少し(といっても、2週間ほど...)前に、東京で CSS Nite LP45「ライティング・スキル強化デー」 というセミナーイベントに参加してきました。 期間が空いてしまったのですが、その所感をまとめてみます。
日々の仕事の中で文章を書くシーンの多さ
私自身、Webサイトを作ることを生業としているのですが、仕事の中で、文章を書いて相手に意図を説明するというシーンはとても多く、粒度も細かいと感じています。

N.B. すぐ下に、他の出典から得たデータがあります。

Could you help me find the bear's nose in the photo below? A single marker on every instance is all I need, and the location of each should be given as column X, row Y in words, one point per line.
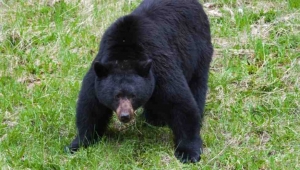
column 125, row 117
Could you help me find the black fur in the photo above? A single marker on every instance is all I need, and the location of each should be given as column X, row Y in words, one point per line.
column 158, row 56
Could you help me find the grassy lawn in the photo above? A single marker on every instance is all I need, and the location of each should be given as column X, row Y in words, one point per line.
column 253, row 106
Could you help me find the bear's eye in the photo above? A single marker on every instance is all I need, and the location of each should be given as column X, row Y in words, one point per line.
column 118, row 96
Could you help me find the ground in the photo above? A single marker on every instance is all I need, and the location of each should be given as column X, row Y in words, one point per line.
column 252, row 111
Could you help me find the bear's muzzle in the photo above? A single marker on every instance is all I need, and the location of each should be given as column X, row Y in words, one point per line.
column 125, row 111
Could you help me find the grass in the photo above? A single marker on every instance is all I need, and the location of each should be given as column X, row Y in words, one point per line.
column 252, row 111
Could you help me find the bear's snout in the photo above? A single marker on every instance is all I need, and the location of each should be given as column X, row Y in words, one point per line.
column 125, row 111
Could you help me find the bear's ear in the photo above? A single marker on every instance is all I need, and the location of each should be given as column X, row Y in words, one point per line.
column 101, row 70
column 144, row 68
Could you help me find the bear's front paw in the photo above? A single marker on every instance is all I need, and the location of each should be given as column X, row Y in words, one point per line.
column 189, row 151
column 186, row 156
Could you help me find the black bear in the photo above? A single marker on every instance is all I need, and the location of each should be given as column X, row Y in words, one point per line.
column 158, row 58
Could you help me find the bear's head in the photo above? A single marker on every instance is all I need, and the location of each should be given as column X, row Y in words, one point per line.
column 124, row 86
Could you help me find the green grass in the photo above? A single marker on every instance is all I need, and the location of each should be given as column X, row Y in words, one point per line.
column 253, row 105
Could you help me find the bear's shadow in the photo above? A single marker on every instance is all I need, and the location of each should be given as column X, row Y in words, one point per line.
column 138, row 130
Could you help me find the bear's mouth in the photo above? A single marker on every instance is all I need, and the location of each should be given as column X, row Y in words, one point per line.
column 125, row 111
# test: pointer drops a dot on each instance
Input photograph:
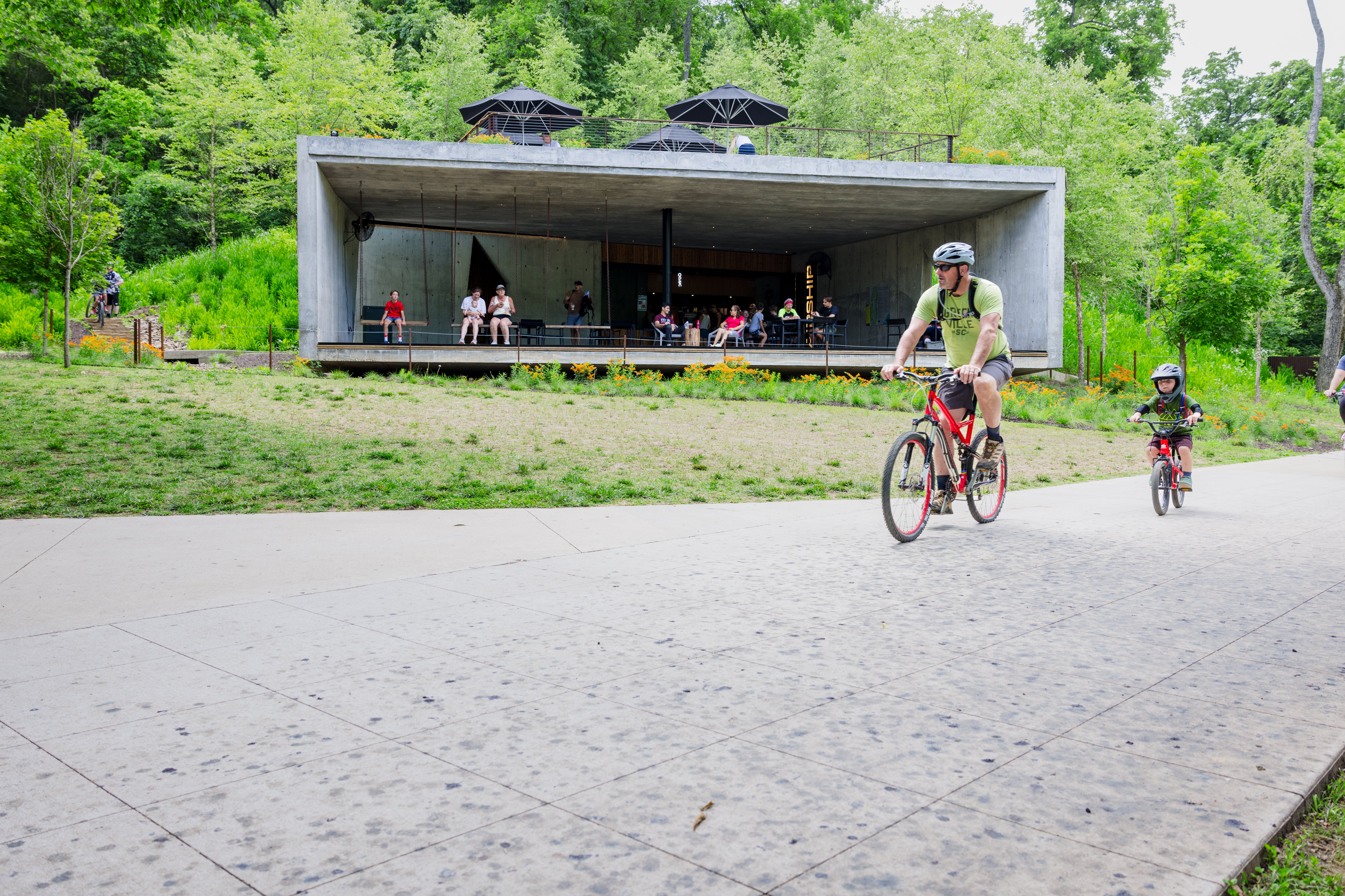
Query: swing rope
(424, 266)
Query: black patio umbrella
(533, 108)
(676, 139)
(728, 106)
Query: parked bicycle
(1167, 470)
(908, 477)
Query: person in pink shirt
(732, 326)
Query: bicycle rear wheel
(1160, 486)
(906, 486)
(986, 490)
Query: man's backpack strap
(972, 301)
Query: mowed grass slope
(175, 442)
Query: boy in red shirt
(393, 313)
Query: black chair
(900, 325)
(532, 332)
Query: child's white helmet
(1169, 372)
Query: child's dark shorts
(1173, 442)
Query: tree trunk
(1079, 322)
(1257, 397)
(1332, 291)
(213, 189)
(65, 340)
(687, 45)
(1104, 352)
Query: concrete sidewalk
(1081, 697)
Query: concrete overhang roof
(747, 204)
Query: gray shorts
(964, 395)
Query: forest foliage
(196, 108)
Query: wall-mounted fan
(364, 227)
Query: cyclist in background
(970, 310)
(1172, 404)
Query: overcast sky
(1264, 32)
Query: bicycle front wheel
(1160, 484)
(986, 490)
(906, 486)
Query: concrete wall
(392, 260)
(327, 262)
(1020, 248)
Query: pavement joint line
(49, 548)
(130, 808)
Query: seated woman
(502, 314)
(732, 326)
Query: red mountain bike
(1167, 471)
(908, 477)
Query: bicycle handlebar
(1165, 431)
(927, 380)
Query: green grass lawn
(118, 440)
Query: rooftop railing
(685, 136)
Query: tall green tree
(451, 72)
(1105, 34)
(1214, 254)
(62, 185)
(209, 96)
(648, 80)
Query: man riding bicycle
(970, 310)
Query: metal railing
(582, 132)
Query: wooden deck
(494, 358)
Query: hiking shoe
(941, 502)
(993, 453)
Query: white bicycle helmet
(1169, 372)
(956, 254)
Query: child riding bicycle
(1172, 404)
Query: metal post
(668, 258)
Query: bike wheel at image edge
(907, 478)
(1159, 486)
(986, 490)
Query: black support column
(668, 258)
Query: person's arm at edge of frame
(985, 342)
(1336, 379)
(906, 346)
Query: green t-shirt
(961, 329)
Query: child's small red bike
(908, 477)
(1167, 471)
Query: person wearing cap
(970, 310)
(575, 310)
(502, 314)
(474, 313)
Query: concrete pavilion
(742, 229)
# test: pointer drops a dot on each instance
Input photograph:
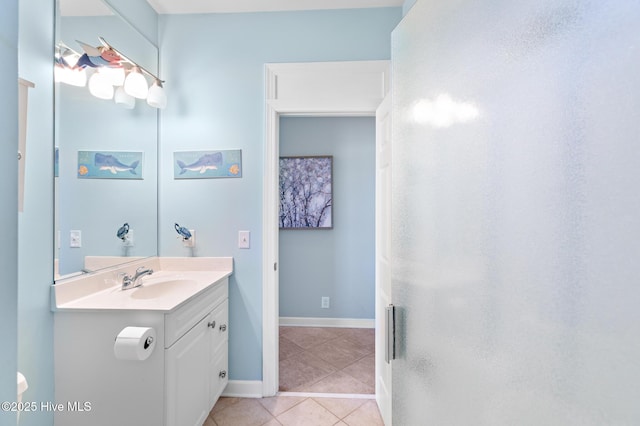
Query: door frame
(310, 89)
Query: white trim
(328, 322)
(311, 89)
(243, 389)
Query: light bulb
(77, 77)
(157, 98)
(123, 98)
(100, 86)
(114, 74)
(135, 84)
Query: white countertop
(102, 292)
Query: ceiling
(96, 7)
(233, 6)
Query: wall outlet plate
(244, 239)
(191, 242)
(75, 238)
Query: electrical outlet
(75, 238)
(128, 241)
(325, 302)
(244, 239)
(191, 242)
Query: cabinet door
(187, 386)
(219, 364)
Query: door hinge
(390, 333)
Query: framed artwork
(207, 164)
(306, 192)
(109, 165)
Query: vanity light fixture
(112, 70)
(123, 98)
(100, 86)
(135, 84)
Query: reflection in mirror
(106, 152)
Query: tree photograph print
(306, 192)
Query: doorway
(323, 348)
(310, 89)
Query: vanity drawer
(179, 322)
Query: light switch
(244, 239)
(75, 238)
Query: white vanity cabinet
(196, 363)
(184, 375)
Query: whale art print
(207, 164)
(109, 165)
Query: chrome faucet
(129, 282)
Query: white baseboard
(328, 322)
(243, 389)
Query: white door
(383, 253)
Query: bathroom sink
(155, 289)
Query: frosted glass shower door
(516, 213)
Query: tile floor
(315, 365)
(327, 360)
(294, 411)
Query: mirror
(106, 155)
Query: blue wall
(140, 15)
(35, 260)
(214, 67)
(338, 263)
(9, 205)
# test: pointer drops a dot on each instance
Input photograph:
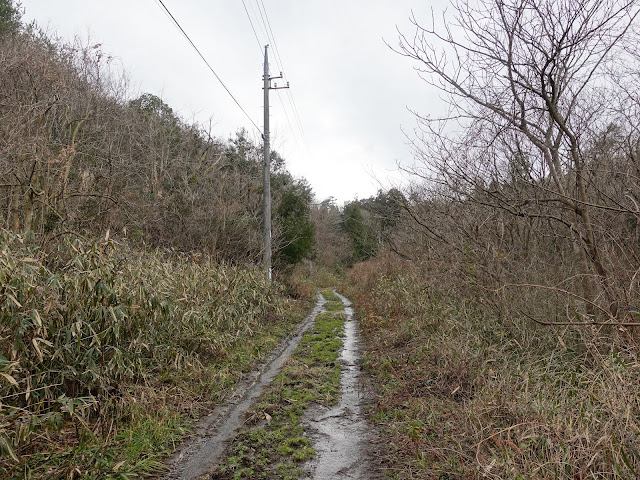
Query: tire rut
(200, 455)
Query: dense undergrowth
(274, 444)
(464, 393)
(107, 352)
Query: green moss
(334, 306)
(330, 296)
(275, 445)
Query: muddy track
(200, 455)
(340, 435)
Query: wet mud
(340, 435)
(201, 454)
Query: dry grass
(107, 352)
(463, 393)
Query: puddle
(340, 435)
(200, 455)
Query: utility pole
(266, 183)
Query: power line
(161, 3)
(267, 26)
(252, 27)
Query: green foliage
(275, 446)
(362, 237)
(99, 342)
(298, 233)
(453, 378)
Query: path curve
(200, 455)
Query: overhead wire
(252, 27)
(278, 58)
(177, 24)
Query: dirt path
(340, 435)
(200, 455)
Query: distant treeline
(79, 152)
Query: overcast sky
(351, 91)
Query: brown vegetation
(505, 342)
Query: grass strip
(273, 446)
(334, 306)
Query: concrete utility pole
(266, 183)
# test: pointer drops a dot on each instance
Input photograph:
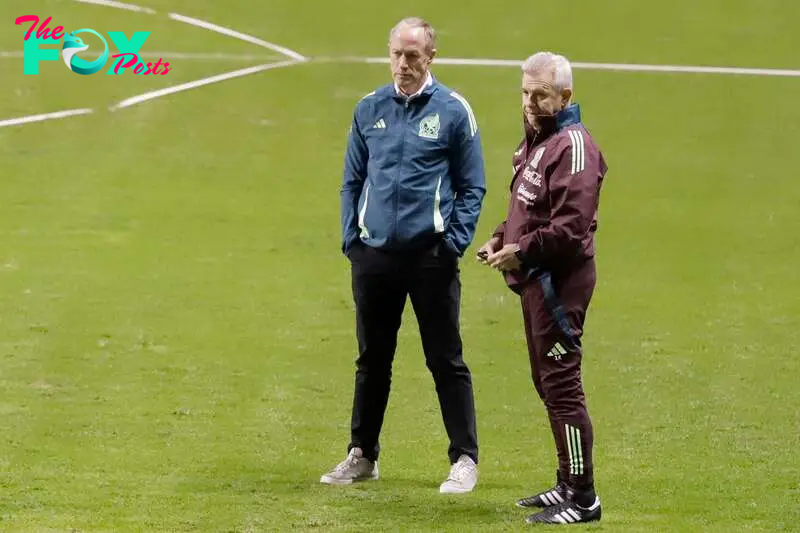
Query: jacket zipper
(390, 237)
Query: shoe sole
(521, 506)
(454, 491)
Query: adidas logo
(557, 351)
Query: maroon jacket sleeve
(500, 230)
(574, 189)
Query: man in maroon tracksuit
(545, 248)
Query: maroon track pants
(554, 308)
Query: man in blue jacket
(411, 196)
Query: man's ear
(566, 95)
(431, 56)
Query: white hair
(550, 62)
(417, 22)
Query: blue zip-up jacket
(413, 171)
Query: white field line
(601, 66)
(152, 95)
(119, 5)
(209, 56)
(238, 35)
(46, 116)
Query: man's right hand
(494, 244)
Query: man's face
(409, 59)
(541, 98)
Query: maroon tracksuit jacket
(555, 192)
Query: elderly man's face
(409, 59)
(540, 98)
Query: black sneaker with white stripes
(553, 496)
(568, 512)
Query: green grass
(176, 324)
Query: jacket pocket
(362, 215)
(438, 221)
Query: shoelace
(459, 471)
(351, 460)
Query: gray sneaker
(463, 477)
(354, 468)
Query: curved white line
(119, 5)
(202, 56)
(238, 35)
(46, 116)
(152, 95)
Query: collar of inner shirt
(428, 83)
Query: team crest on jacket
(429, 127)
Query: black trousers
(381, 282)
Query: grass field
(176, 324)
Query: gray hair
(417, 22)
(550, 62)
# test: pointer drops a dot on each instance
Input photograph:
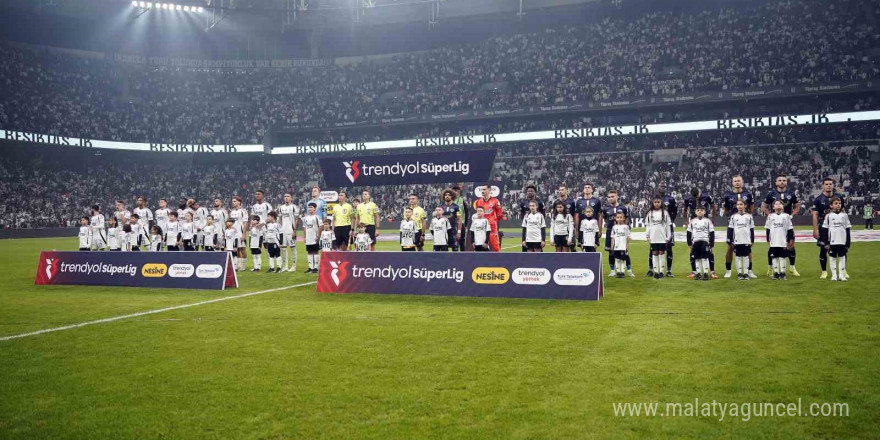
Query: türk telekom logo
(352, 172)
(340, 270)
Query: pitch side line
(150, 312)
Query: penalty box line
(149, 312)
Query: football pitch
(293, 363)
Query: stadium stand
(51, 186)
(661, 53)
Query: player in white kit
(220, 215)
(837, 238)
(311, 233)
(99, 235)
(780, 237)
(658, 228)
(161, 215)
(288, 213)
(240, 217)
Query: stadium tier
(52, 186)
(743, 47)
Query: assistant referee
(342, 213)
(368, 216)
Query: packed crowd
(781, 42)
(52, 186)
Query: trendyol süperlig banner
(592, 132)
(475, 139)
(180, 270)
(406, 169)
(576, 275)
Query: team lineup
(457, 226)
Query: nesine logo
(532, 276)
(490, 275)
(154, 270)
(339, 272)
(181, 270)
(573, 277)
(351, 170)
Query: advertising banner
(178, 270)
(406, 169)
(496, 275)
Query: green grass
(298, 364)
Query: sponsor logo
(51, 267)
(494, 191)
(339, 272)
(394, 273)
(490, 275)
(329, 196)
(355, 169)
(351, 170)
(181, 270)
(209, 271)
(154, 270)
(531, 276)
(573, 277)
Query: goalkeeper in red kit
(492, 208)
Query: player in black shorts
(671, 207)
(699, 200)
(821, 208)
(729, 204)
(531, 196)
(791, 206)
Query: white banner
(49, 139)
(579, 133)
(476, 140)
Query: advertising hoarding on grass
(481, 274)
(177, 270)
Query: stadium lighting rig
(166, 6)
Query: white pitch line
(149, 312)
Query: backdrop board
(481, 274)
(407, 169)
(178, 270)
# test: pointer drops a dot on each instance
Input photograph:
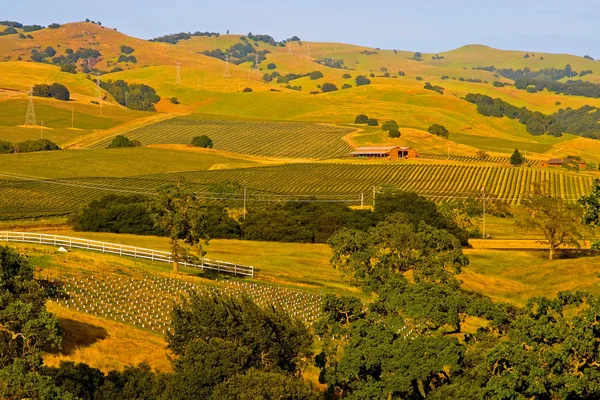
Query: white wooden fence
(123, 250)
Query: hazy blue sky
(428, 25)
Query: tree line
(582, 122)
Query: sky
(554, 26)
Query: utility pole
(244, 201)
(374, 194)
(30, 116)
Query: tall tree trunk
(552, 255)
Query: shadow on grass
(77, 334)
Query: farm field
(272, 139)
(34, 198)
(115, 162)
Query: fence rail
(123, 250)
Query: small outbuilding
(559, 162)
(391, 152)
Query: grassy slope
(114, 162)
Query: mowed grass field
(272, 139)
(27, 197)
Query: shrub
(316, 75)
(202, 141)
(394, 133)
(361, 119)
(361, 80)
(31, 146)
(121, 141)
(49, 51)
(438, 130)
(127, 49)
(59, 92)
(6, 147)
(70, 68)
(328, 87)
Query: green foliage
(591, 205)
(316, 75)
(328, 87)
(70, 68)
(361, 80)
(127, 59)
(517, 159)
(415, 209)
(127, 49)
(388, 125)
(117, 214)
(135, 96)
(429, 86)
(56, 90)
(268, 338)
(202, 141)
(438, 130)
(30, 146)
(394, 133)
(26, 326)
(121, 141)
(559, 222)
(256, 384)
(361, 119)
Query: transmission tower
(256, 70)
(30, 117)
(98, 88)
(226, 74)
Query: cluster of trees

まず、Webサイトを作っていく上で必要な文章は、大きく分類すると、Webサイト上に掲載される文章と、それ以外の文章があります。
Webサイト上に掲載される文章
- サイト全体のキャッチコピー
- ページのタイトル
- ページのキャッチコピー
- 文章の見出し
- 文章本文
- 写真のキャプション
- 写真の著作表記
- 画像内にふくめる文字
- 画像に含めない文字
Webサイトに掲載されない、それ以外の文章
- クライアント(依頼主)とのやり取り時の文章(主にメール)
- デザインの意図を説明する文章
- サイトマップや設計書を説明する文章
- 制作スタッフに指示をするときの文章
- 仕様書や要件定義書に用いる文章
- HTMLのコメント
とまあ、挙げればキリがないのですが、どれにも共通して当てはまることは、読んでもらう相手に、素早く正確に、かつ印象的に理解してもえるように工夫することが大切だということです。これがとても難しくて、奥深い。この奥深さは、文章のライティングだけでなく、デザインにも共通する点があると思っています。
話を戻しますが、文章を書くときに気をつけなければならないことを、自分なりに3つほど、整理しました。
1.読み手の感情に合わせる
例えばキャッチボールでは、ボールを受け取った自分が、次に相手に投げ返すときに「さて、どのコースだったら相手はキャッチしやすいかな?」と考えると思います。言い換えると「情報をどのように投げたら、気持ちよくキャッチしてもらえるか」ということなんですが、これをある程度考えられるようになれさえすれば、あとはそれを考慮に入れて文章を組み立てることに注力すればいいと思っています。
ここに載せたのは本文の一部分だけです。